Gentile's political thought centered on a conception of the state as an ethical and spiritual totality rather than merely a legal or administrative institution. He rejected the liberal and individualist premise that the individual precedes the state, arguing instead that persons realize their true freedom and moral identity only through participation in a larger collective will embodied in the state. This organic and anti-liberal vision, in which the individual and the community were understood as ultimately identical, gave philosophical shape to the Fascist claim that the state should encompass the whole of national life. His formulations are often summarized in the idea of a "total" state that leaves nothing genuinely outside itself.
Gentile aligned himself with Benito Mussolini's regime and served as a minister of education, undertaking a major reform of the Italian school system that bore his name and reflected his belief in education as a spiritual and formative act. He is widely credited with contributing to the theoretical exposition of Fascist doctrine, lending the movement an intellectual respectability it otherwise lacked. He also played a role in cultural institutions and encyclopedic projects that shaped Italian intellectual life during the period.
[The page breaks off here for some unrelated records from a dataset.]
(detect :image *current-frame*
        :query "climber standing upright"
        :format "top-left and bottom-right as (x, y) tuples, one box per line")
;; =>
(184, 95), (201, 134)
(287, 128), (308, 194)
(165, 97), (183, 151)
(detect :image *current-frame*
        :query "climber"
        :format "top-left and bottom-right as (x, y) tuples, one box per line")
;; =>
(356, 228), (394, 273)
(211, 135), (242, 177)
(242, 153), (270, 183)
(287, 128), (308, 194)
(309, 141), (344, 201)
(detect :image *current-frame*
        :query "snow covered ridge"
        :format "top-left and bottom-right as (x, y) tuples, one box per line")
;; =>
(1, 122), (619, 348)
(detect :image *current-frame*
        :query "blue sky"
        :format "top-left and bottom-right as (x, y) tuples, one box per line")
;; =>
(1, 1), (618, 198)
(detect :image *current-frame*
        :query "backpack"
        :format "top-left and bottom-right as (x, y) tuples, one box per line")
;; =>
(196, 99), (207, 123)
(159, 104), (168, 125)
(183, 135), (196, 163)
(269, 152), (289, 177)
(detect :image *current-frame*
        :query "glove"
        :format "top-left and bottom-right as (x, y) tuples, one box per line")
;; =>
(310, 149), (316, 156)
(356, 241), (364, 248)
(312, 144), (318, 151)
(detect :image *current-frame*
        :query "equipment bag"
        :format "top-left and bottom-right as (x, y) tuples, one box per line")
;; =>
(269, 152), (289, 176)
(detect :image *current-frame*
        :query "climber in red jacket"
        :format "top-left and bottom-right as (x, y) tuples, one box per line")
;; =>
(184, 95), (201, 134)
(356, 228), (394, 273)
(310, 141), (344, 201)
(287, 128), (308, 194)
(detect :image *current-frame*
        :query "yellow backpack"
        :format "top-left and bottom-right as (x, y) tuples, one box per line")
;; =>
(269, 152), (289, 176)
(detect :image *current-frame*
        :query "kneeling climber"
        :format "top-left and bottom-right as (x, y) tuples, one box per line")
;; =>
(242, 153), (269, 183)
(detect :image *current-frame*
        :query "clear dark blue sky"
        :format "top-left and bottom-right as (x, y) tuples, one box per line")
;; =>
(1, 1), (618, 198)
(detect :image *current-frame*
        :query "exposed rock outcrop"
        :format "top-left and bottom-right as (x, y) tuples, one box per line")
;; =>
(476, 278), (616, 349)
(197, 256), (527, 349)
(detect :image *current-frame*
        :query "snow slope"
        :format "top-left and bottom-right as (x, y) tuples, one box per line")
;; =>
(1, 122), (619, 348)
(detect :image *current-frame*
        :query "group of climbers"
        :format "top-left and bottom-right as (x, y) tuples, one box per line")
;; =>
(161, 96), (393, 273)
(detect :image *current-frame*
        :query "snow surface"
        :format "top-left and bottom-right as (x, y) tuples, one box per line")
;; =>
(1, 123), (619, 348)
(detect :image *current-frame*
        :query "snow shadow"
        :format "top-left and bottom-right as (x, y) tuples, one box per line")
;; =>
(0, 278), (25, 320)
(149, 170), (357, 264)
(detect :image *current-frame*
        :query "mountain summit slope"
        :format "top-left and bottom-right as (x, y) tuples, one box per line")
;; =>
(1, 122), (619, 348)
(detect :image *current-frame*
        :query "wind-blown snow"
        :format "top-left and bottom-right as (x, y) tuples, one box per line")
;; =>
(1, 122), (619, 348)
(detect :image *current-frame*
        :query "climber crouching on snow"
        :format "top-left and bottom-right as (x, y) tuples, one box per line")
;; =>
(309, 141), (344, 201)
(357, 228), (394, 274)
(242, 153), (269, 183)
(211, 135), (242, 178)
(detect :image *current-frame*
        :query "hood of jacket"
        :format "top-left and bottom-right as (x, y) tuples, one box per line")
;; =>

His identification with Fascism remained firm even after the regime's collapse, when he associated himself with Mussolini's later republic in northern Italy; he was killed by anti-fascist partisans in 1944. Gentile's legacy is deeply contested: he is remembered both as a serious and rigorous philosopher within the idealist tradition and as the thinker who gave Fascism its most coherent philosophical justification. For students of political thought, he remains a key example of how idealist metaphysics could be marshaled to legitimize a totalitarian conception of the state and to challenge liberal individualism.